Seligman quer combater industria da desapropriação
Seligman quer
combater industria
da desapropriação
Agência Estado
BRASÍLIA - O novo presidente do Instituto Nacional de Colonização e Reforma Agrária (Incra), Milton Seligman, reconhece que a indústria das desapropriações é hoje um dos principais problemas do orgão. Seligman pretende convocar a sociedade para participar do processo de desapropriação, inclusive o MST e o Conselho Regional de Engenharia e Arquitetuta (Crea), com o objetivo de diminuir a extensão das fraudes, que nos últimos dois anos deram um prejuízo de mais de R$ 20 milhões ao Incra. Seligman sugere mudanças na legislação para acabar com as supervalorizações das propriedades.

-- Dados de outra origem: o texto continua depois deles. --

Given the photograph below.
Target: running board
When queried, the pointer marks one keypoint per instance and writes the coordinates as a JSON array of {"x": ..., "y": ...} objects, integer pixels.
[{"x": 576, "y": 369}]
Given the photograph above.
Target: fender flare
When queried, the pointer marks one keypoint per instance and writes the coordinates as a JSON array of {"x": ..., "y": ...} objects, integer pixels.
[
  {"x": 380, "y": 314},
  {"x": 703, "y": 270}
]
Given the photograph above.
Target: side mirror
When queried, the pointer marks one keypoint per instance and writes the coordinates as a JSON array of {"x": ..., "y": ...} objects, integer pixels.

Agência Estado - O que o senhor pretende fazer para acabar com a supervalorização de terras proporcionadas pelo Incra, como ocorre hoje em Tocantins?
Milton Seligman - Em primeiro lugar, não existe orgão corrupto. Existem pessoas corruptas dentro de um organismo. O Incra tem tido a responsabilidade de carregar a luta pela reforma agrária em momentos dificílimos, em governos que eram completamente contra, que não deixavam avançar nada. Foi o Incra que sustentou essa luta até hoje. Então, merece o respeito da sociedade brasileira. É verdade que existe uma indústria da reforma agrária, que nada tem a ver com o Incra, mas que usa pessoas dentro da instituição. Usam a lógica da reforma agrária e os espaços criados, para que possam tomar do Tesouro, se apropriar de parte do Tesouro para interesse pessoal. Isso existe no Incra e precisa ser enfrentado.
Então, qual a saida para este caso?
Eu acho que existem alguns mecanismos que precisam ser postos em prática imediatamente. O primeiro é uma revisão da legislação. Você tem que ter controle para que os recursos sejam rigorosamente necessários para o desenvolvimento dos seus objetivos, no caso a reforma agrária. Então tem que revisar a legislação para ver onde estão os furos, onde o governo está remunerando exageradamente alguns dos atores desses processo, e rever as decisões tomadas de maneira isolada por funcionários, sem a percepção da sociedade.
E como seria feita a fiscalização para acabar com a corrupção?
O mercado de imóveis, nesse caso, é um grande aliado. Se você disser que vai desapropriar um determinado bem, por uma certa quantia, as pessoas passam a denunciar. Por exemplo: se eu disser que vou desapropriar a casa de uma pessoa pagando R$ 100 mil, enquanto a casa do vizinho vale R$ 30 mil, o vizinho pula e oferece seu imóvel mais barato. É preciso criar estes tipos de mecanismos. É preciso envolver outras pessoas neste processo, como os meios de comunicação.
Como presidente do Incra o senhor vai fazer estas propostas de modificações?
Isso é uma proposta que já está na linha de ação da reforma agrária. O que tem que fazer é implementar isso. Quando fui anunciado pelo ministro Raul Jungmann, disse que minha missão era executiva e política, mas a reformulação da reforma agrária é do ministro.